Una fisionomia che li costringeva ad andare al sodo della loro questione: “Dev’essere proprio vero – mi pare di sentirli parlottare sottovoce – che essere felici ha un notevole impatto sull’aspetto fisico. Non v’accorgete del sorriso che porta a spasso?”. In effetti le cose dovettero andar proprio così: che Cristoddìo, ogni qual volta lo beccavano dopo essersi ritirato a pregare, aveva un aspetto così luminoso da far ingelosire gli animi annebbiati degli amici. Era come se, incrociando la sua brillantezza, gli amici percepissero tutto il peso della loro tenebrosità. Il fatto, poi, d’essere da tutti considerato “il più bello tra i figli dell’uomo” (Sal 44,3), infuse in loro la certezza che quando uno prega e pensa in maniera intelligente, non soltanto il suo volto ma anche il suo corpo acquista un aspetto intelligente. Questo era per loro Cristo.
Tant’è che un giorno misero da parte il loro sorriso ebete e di circostanza e gliela snocciolarono sotto il naso la loro richiesta: “Signore, insegnaci a pregare come anche Giovanni ha insegnato ai suoi discepoli”. Glielo chiesero loro, non glielo insegnò Lui a pregare come facciamo noi coi bambini: noi li obblighiamo ad imparare il Pater, l’Ave e il Gloria magari controvoglia; loro, invece, vedendo l’Amico ridotto così (bello), glielo chiesero loro. La qual cosa è differente: avere fame è chiedere il cibo, esser costretti a mangiare è calcolare poi d’andare nella stanza appresso a vomitare.
Alla sola richiesta degli amici, Cristoddìo avrà fatto i salti di gioia: “L’aspetto d’un pezzo di pane dipende dal fatto che tu abbia fame oppure no” si sarà ripetuto tra sé, ricordando un proverbio arabo che i clienti di papà ripetevano come una litania nella bottega di Nazareth. Loro gli dissero che volevano imparare a pregare, ma Lui capì che loro volevano imparare a parlare: per questo insegnò loro l’abc della sua lingua, i fondamentali della grammatica, soltanto le cose essenziali: “Quando pregate, dite: Padre nostro”. Praticamente insegnò loro come si faccia a parlare direttamente con Dio, ovverosia pregando: “Chiedete l’essenziale – “Il nome, il regno, la volontà” – e tutto il resto sarà dato in eredità”.
Provarono una volta, provarono due volte, provarono tre volte: dopo tante volte, s’accorsero da loro stessi che l’aspetto cambiava. S’accorgevano di quanto brutti erano, al confronto, quando non pregavano: si vantavano, forse, di essere belli fisicamente ma poi, con l’orecchio al cuore, sentivano rimbombare il vuoto dentro. E iniziavano a sospettare – ma non lo dissero a nessuno per non fare brutta figura – che l’aspetto fisico fosse solo un premio di consolazione.

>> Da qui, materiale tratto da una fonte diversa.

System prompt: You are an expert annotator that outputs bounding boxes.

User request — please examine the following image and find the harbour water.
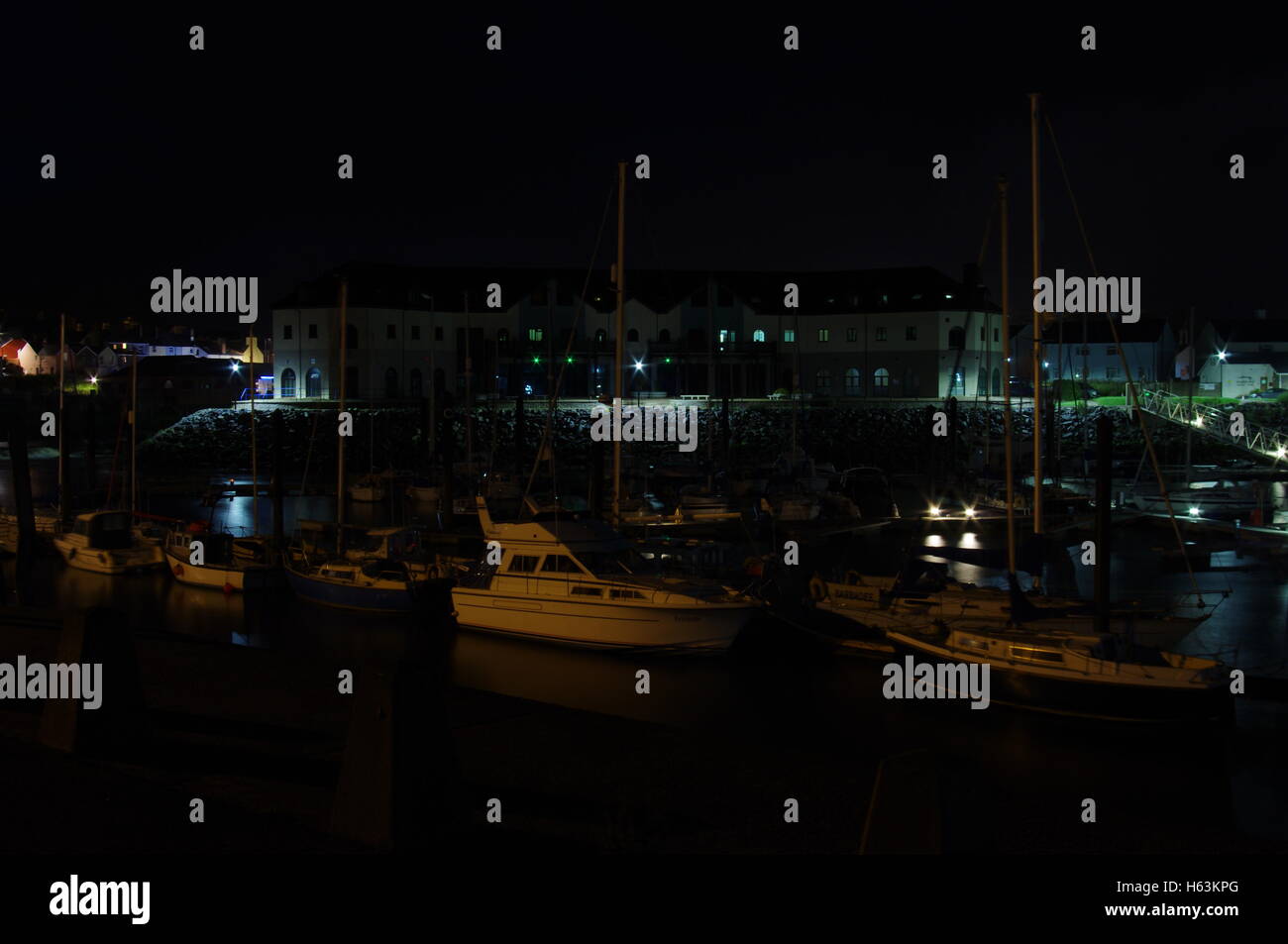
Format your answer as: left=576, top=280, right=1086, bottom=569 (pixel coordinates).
left=4, top=453, right=1288, bottom=851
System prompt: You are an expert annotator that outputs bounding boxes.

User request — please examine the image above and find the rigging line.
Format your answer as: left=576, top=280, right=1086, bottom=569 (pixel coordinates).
left=523, top=174, right=622, bottom=512
left=1043, top=112, right=1200, bottom=605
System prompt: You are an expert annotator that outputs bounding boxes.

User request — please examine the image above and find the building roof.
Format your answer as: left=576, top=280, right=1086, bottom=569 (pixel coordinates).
left=273, top=264, right=1000, bottom=316
left=1212, top=318, right=1288, bottom=344
left=1043, top=314, right=1168, bottom=345
left=1225, top=352, right=1288, bottom=373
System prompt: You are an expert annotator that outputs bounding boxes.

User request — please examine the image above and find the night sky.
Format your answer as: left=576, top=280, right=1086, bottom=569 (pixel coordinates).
left=0, top=4, right=1288, bottom=323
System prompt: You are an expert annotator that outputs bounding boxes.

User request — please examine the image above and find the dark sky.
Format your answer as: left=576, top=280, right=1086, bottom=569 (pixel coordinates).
left=0, top=3, right=1288, bottom=332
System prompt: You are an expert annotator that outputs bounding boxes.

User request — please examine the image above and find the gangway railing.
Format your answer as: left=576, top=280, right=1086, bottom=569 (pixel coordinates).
left=1128, top=387, right=1288, bottom=463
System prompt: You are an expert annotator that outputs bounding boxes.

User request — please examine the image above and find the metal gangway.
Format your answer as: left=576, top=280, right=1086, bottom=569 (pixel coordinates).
left=1127, top=387, right=1288, bottom=463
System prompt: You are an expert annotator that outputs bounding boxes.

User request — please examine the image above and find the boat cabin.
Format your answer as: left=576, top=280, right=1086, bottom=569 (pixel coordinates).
left=72, top=511, right=134, bottom=551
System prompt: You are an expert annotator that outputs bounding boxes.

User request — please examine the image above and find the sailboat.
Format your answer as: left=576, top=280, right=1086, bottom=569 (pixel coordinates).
left=452, top=162, right=759, bottom=652
left=282, top=280, right=430, bottom=613
left=54, top=352, right=164, bottom=575
left=54, top=511, right=164, bottom=575
left=808, top=571, right=1211, bottom=648
left=452, top=496, right=759, bottom=652
left=164, top=525, right=280, bottom=593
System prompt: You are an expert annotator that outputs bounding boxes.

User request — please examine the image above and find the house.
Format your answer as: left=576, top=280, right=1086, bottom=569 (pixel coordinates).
left=270, top=261, right=1004, bottom=399
left=1012, top=314, right=1176, bottom=383
left=99, top=356, right=248, bottom=409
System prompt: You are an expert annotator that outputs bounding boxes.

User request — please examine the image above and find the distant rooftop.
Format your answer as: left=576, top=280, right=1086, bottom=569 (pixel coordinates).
left=273, top=264, right=1000, bottom=314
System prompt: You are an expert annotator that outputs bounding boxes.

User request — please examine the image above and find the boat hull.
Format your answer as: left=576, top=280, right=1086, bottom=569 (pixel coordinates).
left=166, top=550, right=282, bottom=592
left=286, top=568, right=417, bottom=613
left=888, top=634, right=1232, bottom=721
left=54, top=538, right=164, bottom=575
left=452, top=587, right=756, bottom=652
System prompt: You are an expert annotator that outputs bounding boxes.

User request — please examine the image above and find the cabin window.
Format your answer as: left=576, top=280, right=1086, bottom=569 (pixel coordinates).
left=1012, top=645, right=1064, bottom=662
left=541, top=554, right=581, bottom=574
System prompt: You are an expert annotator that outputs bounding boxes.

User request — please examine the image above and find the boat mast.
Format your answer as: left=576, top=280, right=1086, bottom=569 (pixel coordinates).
left=250, top=327, right=259, bottom=536
left=130, top=340, right=139, bottom=523
left=1029, top=91, right=1042, bottom=587
left=997, top=176, right=1015, bottom=576
left=335, top=278, right=349, bottom=550
left=613, top=161, right=626, bottom=527
left=58, top=314, right=64, bottom=522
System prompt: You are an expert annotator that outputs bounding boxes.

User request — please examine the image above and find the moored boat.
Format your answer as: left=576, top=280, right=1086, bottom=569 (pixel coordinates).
left=886, top=622, right=1231, bottom=720
left=164, top=529, right=282, bottom=592
left=54, top=511, right=164, bottom=575
left=284, top=553, right=428, bottom=613
left=452, top=498, right=759, bottom=652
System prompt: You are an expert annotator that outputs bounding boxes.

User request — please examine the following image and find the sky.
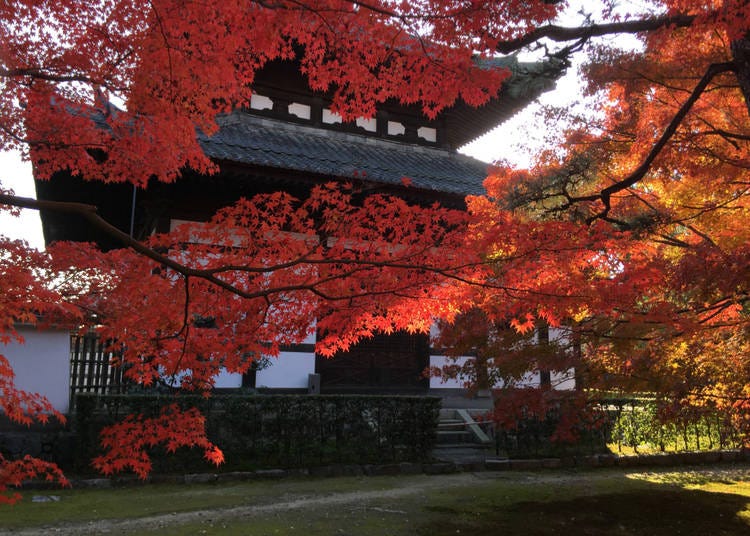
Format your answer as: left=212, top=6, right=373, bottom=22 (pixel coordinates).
left=0, top=0, right=640, bottom=249
left=0, top=64, right=579, bottom=249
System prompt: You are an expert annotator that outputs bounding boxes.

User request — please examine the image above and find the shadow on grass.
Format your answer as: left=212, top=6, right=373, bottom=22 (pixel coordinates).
left=417, top=484, right=750, bottom=536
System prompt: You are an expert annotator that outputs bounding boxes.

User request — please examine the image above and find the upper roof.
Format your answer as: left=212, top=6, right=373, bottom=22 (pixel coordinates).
left=442, top=56, right=566, bottom=147
left=199, top=111, right=494, bottom=196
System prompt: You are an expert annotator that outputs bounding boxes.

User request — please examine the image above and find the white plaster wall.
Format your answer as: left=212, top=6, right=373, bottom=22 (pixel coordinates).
left=255, top=352, right=315, bottom=389
left=0, top=327, right=70, bottom=413
left=214, top=369, right=242, bottom=389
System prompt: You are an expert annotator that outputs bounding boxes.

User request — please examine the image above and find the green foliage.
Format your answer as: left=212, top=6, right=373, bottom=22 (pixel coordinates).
left=606, top=397, right=742, bottom=453
left=75, top=394, right=440, bottom=472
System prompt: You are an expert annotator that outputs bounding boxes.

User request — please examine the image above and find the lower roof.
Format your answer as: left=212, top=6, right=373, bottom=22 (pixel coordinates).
left=199, top=111, right=487, bottom=196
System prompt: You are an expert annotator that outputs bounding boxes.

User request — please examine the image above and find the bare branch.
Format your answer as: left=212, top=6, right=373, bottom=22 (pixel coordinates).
left=496, top=15, right=695, bottom=54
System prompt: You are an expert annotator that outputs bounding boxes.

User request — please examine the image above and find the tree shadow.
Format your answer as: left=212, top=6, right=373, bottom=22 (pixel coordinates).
left=418, top=478, right=750, bottom=536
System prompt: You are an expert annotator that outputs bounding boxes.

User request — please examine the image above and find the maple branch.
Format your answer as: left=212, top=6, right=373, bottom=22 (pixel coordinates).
left=568, top=62, right=735, bottom=223
left=495, top=15, right=695, bottom=54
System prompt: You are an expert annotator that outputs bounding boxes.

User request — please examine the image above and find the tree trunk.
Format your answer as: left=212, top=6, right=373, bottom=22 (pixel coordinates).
left=731, top=33, right=750, bottom=114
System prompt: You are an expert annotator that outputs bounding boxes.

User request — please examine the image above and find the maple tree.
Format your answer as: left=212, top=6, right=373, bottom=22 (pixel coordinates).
left=0, top=0, right=750, bottom=498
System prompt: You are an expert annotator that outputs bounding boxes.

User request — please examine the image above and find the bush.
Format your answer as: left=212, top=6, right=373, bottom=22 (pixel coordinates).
left=74, top=394, right=440, bottom=472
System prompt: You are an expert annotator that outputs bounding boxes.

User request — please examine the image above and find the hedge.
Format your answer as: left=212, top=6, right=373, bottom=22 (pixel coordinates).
left=74, top=394, right=441, bottom=472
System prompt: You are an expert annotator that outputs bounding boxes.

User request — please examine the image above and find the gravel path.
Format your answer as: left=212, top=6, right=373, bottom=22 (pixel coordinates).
left=7, top=467, right=750, bottom=536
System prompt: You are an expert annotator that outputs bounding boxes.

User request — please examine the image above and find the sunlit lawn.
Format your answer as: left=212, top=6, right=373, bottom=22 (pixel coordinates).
left=0, top=465, right=750, bottom=536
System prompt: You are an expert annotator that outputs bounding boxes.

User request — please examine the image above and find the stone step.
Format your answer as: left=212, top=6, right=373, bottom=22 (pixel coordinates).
left=439, top=408, right=456, bottom=421
left=437, top=430, right=473, bottom=445
left=438, top=419, right=466, bottom=430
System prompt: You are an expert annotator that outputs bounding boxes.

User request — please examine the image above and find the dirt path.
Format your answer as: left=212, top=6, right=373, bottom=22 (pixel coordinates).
left=0, top=473, right=488, bottom=536
left=7, top=468, right=750, bottom=536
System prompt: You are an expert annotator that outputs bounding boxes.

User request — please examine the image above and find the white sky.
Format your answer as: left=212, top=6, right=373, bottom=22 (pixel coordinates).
left=0, top=0, right=642, bottom=249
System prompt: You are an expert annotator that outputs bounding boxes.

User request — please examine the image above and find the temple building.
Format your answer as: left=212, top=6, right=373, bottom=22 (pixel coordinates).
left=36, top=58, right=562, bottom=393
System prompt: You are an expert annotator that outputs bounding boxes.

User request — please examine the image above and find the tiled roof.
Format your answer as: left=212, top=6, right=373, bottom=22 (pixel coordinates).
left=199, top=112, right=494, bottom=195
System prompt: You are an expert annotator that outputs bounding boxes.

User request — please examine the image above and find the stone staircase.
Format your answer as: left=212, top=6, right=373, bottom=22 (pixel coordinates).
left=432, top=408, right=495, bottom=469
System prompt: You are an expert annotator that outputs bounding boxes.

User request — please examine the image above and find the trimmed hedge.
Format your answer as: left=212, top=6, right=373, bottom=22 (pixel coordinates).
left=74, top=394, right=441, bottom=472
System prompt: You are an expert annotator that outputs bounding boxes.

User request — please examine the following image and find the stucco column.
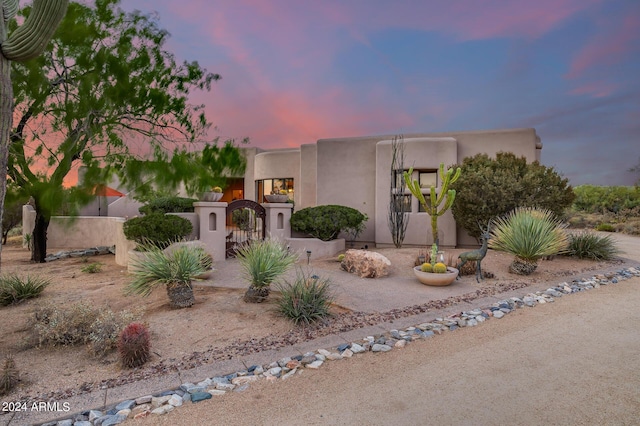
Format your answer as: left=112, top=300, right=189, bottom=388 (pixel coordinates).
left=193, top=201, right=227, bottom=262
left=261, top=203, right=293, bottom=241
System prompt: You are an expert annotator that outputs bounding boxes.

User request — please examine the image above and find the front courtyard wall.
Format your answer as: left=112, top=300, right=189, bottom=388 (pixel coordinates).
left=316, top=138, right=376, bottom=242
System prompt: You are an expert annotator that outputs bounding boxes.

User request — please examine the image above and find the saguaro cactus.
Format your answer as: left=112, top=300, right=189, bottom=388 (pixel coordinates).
left=0, top=0, right=69, bottom=264
left=404, top=163, right=462, bottom=248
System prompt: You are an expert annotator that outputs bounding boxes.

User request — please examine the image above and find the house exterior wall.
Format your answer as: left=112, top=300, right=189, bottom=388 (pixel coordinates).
left=245, top=128, right=542, bottom=247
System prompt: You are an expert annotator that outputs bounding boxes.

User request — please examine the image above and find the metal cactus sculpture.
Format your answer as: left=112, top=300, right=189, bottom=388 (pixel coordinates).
left=0, top=0, right=69, bottom=264
left=404, top=163, right=462, bottom=250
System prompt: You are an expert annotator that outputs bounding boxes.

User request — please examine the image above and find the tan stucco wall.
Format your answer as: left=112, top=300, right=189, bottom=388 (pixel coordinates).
left=302, top=144, right=318, bottom=209
left=375, top=137, right=458, bottom=247
left=245, top=128, right=542, bottom=246
left=316, top=137, right=377, bottom=241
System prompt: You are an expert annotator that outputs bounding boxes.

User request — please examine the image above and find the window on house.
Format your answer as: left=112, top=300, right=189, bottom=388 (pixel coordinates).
left=256, top=178, right=293, bottom=203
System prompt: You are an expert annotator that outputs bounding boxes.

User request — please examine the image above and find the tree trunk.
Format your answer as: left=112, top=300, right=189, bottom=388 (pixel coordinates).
left=0, top=21, right=13, bottom=270
left=31, top=208, right=51, bottom=263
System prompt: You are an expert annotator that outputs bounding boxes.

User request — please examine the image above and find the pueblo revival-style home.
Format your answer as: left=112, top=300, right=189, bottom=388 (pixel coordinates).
left=46, top=129, right=542, bottom=256
left=222, top=129, right=542, bottom=247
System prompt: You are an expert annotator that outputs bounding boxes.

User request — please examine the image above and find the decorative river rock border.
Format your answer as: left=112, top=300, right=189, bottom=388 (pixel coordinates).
left=33, top=265, right=640, bottom=426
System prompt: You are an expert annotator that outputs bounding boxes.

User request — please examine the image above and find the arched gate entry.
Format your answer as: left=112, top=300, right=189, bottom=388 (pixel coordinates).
left=225, top=200, right=267, bottom=257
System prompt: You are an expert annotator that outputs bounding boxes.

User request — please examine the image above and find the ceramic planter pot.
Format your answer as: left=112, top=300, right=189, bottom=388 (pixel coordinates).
left=413, top=266, right=459, bottom=287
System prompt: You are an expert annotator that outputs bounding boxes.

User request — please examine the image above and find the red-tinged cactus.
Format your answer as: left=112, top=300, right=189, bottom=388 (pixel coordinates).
left=118, top=322, right=151, bottom=368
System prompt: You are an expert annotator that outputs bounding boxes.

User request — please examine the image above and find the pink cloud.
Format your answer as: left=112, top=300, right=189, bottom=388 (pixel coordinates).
left=566, top=15, right=640, bottom=79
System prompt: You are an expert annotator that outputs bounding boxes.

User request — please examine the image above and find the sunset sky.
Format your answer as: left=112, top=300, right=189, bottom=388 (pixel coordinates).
left=122, top=0, right=640, bottom=185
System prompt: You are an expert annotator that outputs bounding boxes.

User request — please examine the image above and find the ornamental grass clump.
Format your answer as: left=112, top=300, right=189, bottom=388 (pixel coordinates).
left=276, top=271, right=334, bottom=325
left=566, top=232, right=620, bottom=260
left=126, top=245, right=211, bottom=308
left=0, top=274, right=50, bottom=306
left=489, top=207, right=569, bottom=275
left=236, top=239, right=298, bottom=303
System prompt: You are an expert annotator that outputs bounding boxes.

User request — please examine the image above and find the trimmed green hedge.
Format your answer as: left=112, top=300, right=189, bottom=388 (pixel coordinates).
left=291, top=205, right=367, bottom=241
left=123, top=213, right=193, bottom=248
left=139, top=197, right=198, bottom=214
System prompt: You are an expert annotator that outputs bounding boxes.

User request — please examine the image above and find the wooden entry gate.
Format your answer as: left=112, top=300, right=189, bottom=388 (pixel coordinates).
left=225, top=200, right=267, bottom=258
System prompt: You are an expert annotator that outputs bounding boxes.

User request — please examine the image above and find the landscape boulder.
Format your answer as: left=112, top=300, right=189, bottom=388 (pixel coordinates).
left=340, top=250, right=391, bottom=278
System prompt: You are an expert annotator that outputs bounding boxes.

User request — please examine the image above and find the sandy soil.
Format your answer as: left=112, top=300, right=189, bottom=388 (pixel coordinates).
left=0, top=233, right=632, bottom=412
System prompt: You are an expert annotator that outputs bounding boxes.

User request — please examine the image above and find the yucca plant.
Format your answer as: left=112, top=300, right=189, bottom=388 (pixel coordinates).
left=0, top=274, right=49, bottom=306
left=127, top=241, right=211, bottom=308
left=276, top=271, right=334, bottom=325
left=489, top=207, right=569, bottom=275
left=566, top=232, right=620, bottom=260
left=236, top=239, right=298, bottom=303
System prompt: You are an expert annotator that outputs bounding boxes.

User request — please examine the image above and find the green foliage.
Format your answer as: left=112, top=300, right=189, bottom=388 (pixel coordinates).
left=8, top=0, right=246, bottom=262
left=126, top=244, right=211, bottom=296
left=596, top=223, right=616, bottom=232
left=489, top=207, right=569, bottom=262
left=237, top=238, right=298, bottom=288
left=572, top=185, right=640, bottom=213
left=30, top=302, right=142, bottom=356
left=451, top=152, right=574, bottom=239
left=0, top=274, right=50, bottom=306
left=2, top=182, right=28, bottom=244
left=433, top=262, right=447, bottom=274
left=291, top=205, right=367, bottom=241
left=123, top=213, right=193, bottom=249
left=276, top=271, right=334, bottom=325
left=139, top=197, right=198, bottom=215
left=404, top=163, right=462, bottom=247
left=118, top=322, right=151, bottom=368
left=566, top=232, right=620, bottom=260
left=80, top=262, right=102, bottom=274
left=420, top=262, right=433, bottom=272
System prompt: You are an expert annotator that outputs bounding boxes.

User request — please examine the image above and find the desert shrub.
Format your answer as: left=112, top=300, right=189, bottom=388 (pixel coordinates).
left=237, top=238, right=298, bottom=288
left=80, top=262, right=102, bottom=274
left=0, top=274, right=50, bottom=306
left=126, top=245, right=213, bottom=296
left=489, top=207, right=569, bottom=275
left=139, top=197, right=198, bottom=215
left=31, top=302, right=99, bottom=346
left=85, top=309, right=142, bottom=356
left=123, top=213, right=193, bottom=249
left=572, top=185, right=640, bottom=213
left=118, top=322, right=151, bottom=368
left=0, top=356, right=20, bottom=395
left=596, top=223, right=616, bottom=232
left=31, top=302, right=142, bottom=355
left=276, top=271, right=334, bottom=325
left=566, top=232, right=620, bottom=260
left=620, top=220, right=640, bottom=235
left=291, top=205, right=367, bottom=241
left=451, top=152, right=574, bottom=239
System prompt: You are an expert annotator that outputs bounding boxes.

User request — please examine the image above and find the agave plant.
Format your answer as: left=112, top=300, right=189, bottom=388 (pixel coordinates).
left=237, top=239, right=298, bottom=303
left=489, top=207, right=569, bottom=275
left=127, top=241, right=211, bottom=308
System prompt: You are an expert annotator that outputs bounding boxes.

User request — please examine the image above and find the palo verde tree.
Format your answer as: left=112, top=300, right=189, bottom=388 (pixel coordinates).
left=0, top=0, right=68, bottom=266
left=8, top=0, right=244, bottom=262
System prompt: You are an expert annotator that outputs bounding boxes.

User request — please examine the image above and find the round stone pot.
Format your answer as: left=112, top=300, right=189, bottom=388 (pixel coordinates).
left=201, top=192, right=222, bottom=202
left=413, top=266, right=459, bottom=287
left=264, top=194, right=289, bottom=203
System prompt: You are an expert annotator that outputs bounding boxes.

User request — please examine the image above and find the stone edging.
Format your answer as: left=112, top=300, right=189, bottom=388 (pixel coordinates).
left=36, top=265, right=640, bottom=426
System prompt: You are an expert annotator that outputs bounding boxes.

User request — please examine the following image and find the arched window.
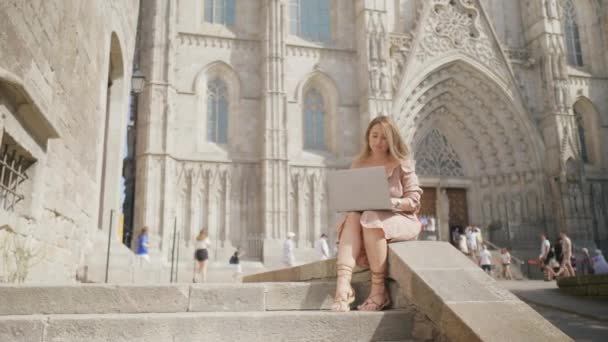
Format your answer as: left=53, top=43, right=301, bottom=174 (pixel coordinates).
left=562, top=0, right=583, bottom=66
left=574, top=109, right=589, bottom=163
left=207, top=78, right=229, bottom=144
left=290, top=0, right=331, bottom=42
left=205, top=0, right=234, bottom=25
left=304, top=88, right=325, bottom=150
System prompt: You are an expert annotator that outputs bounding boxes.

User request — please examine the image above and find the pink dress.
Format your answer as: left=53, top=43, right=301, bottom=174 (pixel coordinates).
left=338, top=160, right=422, bottom=266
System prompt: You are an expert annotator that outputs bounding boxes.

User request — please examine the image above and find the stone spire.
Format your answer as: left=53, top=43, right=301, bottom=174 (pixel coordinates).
left=355, top=0, right=393, bottom=129
left=261, top=0, right=289, bottom=239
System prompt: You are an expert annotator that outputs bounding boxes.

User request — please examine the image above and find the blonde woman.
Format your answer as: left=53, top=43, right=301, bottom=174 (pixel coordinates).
left=332, top=116, right=422, bottom=312
left=197, top=228, right=210, bottom=283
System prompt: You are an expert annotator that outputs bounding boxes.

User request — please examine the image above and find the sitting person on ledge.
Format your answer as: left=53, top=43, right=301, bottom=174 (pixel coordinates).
left=331, top=116, right=422, bottom=312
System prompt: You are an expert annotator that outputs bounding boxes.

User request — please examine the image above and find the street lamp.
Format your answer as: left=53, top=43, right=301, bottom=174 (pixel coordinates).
left=131, top=69, right=146, bottom=94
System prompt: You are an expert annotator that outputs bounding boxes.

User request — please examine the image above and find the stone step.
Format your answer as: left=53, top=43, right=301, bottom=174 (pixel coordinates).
left=0, top=310, right=416, bottom=342
left=0, top=282, right=408, bottom=315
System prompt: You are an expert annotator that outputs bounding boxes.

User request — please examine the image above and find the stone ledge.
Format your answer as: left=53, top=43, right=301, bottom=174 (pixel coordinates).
left=389, top=241, right=571, bottom=341
left=0, top=310, right=415, bottom=342
left=557, top=274, right=608, bottom=298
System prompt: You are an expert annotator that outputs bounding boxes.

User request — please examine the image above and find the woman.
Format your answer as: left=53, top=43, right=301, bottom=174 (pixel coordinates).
left=192, top=228, right=210, bottom=283
left=332, top=116, right=422, bottom=312
left=136, top=227, right=150, bottom=266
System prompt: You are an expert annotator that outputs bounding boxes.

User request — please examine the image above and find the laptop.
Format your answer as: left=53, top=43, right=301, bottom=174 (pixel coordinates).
left=327, top=166, right=392, bottom=212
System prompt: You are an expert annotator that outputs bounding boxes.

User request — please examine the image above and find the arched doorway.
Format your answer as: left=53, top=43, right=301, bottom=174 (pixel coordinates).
left=97, top=33, right=127, bottom=229
left=395, top=60, right=547, bottom=245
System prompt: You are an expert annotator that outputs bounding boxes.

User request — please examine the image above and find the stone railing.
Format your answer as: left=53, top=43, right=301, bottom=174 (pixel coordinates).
left=557, top=274, right=608, bottom=298
left=243, top=241, right=571, bottom=341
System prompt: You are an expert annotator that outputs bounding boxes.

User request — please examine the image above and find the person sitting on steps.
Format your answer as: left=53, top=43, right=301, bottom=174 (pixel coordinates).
left=331, top=116, right=422, bottom=312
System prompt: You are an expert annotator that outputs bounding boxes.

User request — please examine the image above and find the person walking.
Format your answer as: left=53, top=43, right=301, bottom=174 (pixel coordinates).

Comunque sia andata, l’Amico non vide l’ora di condividere con loro il suo segreto per essere belli come Lui: pregare. Ovverosia entrar a colloquio con Dio tenendo in mano il nostro progetto di vita (certosino, tridimensionale, approvato) e uscire da quel colloquio con tutto un altro progetto ma così doppiamente bello da non dolersi più del nostro vecchio, quello bocciato per fantasia insufficiente. Magari non sarà al primo colpo, toccherà bussare due-tre-quattro volte prima di sentire l’eco di una risposta. Ma arriverà “perché chiunque chiede riceve e chi cerca trova e a chi bussa sarà aperto”.
D’altronde, aggiunge Cristo per mettere a tacere gli increduli, “se voi, che siete cattivi, sapete dare cose buone ai vostri figli” (cfr Lc 11,1-13), figurarsi se Dio si tirerà indietro quando Gli verrà chiesto, anche nel pieno della notte, d’alzarsi per andare a recuperare qualcuno finito giù nella scarpata.